Peter concludes >> The above proposal offers a gesture towards EO’s insistence that the surface structure of sentences about intentional states may not always reveal their deep structure. As I have argued above, this is exactly what happens when the putative intentional object does not exist. Then what appears on surface to be a singular thought is in fact a general thought with a totally different structure. However, agreement ceases at this juncture.

I find it hard to believe that the 'deep structure' of a sentence (surely a very abstract thing?) depends in any way on the existence or otherwise of the object(s) to which it seemingly refers. This for the reason Bill gives, that the world may change the status of the objects without reference to the sentence. Likewise, the deep structure of an intentional state cannot depend on the status of its object. We could place GM-seeking Jake down in a possible world in which the GM did exist and his behaviour (initially) would be just the same.

I don't agree with Bill when he says of Tom's admiring Obama that the content of Tom's thought is general rather than singular. Surely Tom knows the difference between admiring an individual and admiring, say, good public speakers. But it does seem right to say that it's only via something akin to a definite description that Tom can access Obama. The fact that we can't substitute a verbal description of Obama into sentences expressing intentional states directed towards him without change of meaning doesn't imply that Tom's accessor for Obama can't be expressed in words. It just means that it's not made of words.

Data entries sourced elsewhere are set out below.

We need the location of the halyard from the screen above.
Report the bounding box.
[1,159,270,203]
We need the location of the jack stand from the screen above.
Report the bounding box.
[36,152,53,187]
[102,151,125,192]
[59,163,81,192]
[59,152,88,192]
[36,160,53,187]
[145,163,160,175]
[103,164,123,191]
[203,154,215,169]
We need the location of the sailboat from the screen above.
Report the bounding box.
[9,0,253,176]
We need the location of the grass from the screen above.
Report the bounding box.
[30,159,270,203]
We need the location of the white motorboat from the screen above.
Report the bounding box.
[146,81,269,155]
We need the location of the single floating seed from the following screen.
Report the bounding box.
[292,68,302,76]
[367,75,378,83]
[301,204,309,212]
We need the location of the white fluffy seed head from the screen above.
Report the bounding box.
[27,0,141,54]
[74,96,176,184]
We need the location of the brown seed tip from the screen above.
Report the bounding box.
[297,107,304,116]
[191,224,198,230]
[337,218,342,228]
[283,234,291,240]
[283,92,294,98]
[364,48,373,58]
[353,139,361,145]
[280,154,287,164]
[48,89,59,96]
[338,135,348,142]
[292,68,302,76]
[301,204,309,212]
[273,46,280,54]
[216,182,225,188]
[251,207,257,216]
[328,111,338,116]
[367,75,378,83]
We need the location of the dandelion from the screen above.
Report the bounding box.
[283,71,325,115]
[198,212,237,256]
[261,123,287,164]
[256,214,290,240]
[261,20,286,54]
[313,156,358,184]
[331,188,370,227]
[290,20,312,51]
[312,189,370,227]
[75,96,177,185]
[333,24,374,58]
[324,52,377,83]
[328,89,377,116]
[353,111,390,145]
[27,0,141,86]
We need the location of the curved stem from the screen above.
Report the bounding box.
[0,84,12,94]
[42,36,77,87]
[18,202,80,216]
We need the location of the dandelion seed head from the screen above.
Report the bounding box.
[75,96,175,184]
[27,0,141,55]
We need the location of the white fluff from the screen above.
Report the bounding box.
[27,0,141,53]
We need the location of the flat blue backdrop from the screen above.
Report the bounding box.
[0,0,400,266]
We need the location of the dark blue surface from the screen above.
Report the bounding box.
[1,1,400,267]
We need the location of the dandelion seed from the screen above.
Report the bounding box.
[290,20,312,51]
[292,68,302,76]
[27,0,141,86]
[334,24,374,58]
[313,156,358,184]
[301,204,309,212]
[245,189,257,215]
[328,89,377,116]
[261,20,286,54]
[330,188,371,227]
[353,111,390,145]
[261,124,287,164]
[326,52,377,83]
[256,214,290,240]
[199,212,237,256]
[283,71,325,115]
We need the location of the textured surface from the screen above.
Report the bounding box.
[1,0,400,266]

Bill also says he would question whether there are any truly singular thoughts. When someone says 'x is not a true F' or 'there are no true Fs' I suspect that there is a conflation of nearby concepts occurring, or a conflation of points of view. In this case, from the first person pov there most definitely are singular thoughts, directed, say, towards Obama. The previous sentence induces one. On the other hand, if whatever it is by which I access Obama is some kind of description, then from a third person pov, it may well appear general. For when I use it in the world as it is then it seems to latch on to an individual. But when I express it to you as best I can in words it will be a description, ie, general.